Using gold-standard auscultation and the 2017 AAP diagnostic guidelines, iDH is found in 1.9% (1.5–2.2) of North American children aged 8–18 years and accounts for 13.3% (11.2–15.4) of high BP. Although iDH in young adults may progress to systolic or mixed hypertension8 its relationship to iDH in childhood needs to be clarified.
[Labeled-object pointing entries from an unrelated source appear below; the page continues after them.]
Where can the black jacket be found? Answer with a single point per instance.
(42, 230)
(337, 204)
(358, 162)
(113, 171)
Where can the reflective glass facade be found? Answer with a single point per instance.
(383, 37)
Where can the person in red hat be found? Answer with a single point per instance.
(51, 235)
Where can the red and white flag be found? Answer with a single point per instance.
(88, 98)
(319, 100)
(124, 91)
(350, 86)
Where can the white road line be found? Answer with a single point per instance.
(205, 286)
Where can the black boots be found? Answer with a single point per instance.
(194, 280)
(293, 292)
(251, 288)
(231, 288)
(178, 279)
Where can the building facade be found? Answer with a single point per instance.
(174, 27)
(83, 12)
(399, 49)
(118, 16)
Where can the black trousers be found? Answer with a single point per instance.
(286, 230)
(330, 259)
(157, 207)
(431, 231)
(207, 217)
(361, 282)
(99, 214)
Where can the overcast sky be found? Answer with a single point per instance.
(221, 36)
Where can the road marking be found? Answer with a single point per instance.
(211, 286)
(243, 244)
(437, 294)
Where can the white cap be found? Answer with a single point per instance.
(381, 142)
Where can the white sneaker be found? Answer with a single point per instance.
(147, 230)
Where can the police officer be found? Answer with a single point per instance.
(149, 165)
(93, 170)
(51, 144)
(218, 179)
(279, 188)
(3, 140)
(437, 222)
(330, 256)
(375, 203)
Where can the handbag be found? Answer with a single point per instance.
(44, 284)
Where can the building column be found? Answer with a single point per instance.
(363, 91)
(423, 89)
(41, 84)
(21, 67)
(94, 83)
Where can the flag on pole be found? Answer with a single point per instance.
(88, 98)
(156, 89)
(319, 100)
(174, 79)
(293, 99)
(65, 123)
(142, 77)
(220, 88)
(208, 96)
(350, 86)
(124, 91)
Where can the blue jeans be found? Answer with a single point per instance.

Moreover, these children appear to have a distinct clinical picture in terms of age, sex, ethnicity, and associated cardiometabolic risk factors. A leaner body habitus and higher resting heart rate may also reflect fundamental differences in underlying pathophysiology. With little information as to persistence of these phenotypes over time, further investigations and long-term follow-up of children with iDH are clearly needed to explore the pathogenesis, progression, and prognosis of what may be a distinct clinical disorder.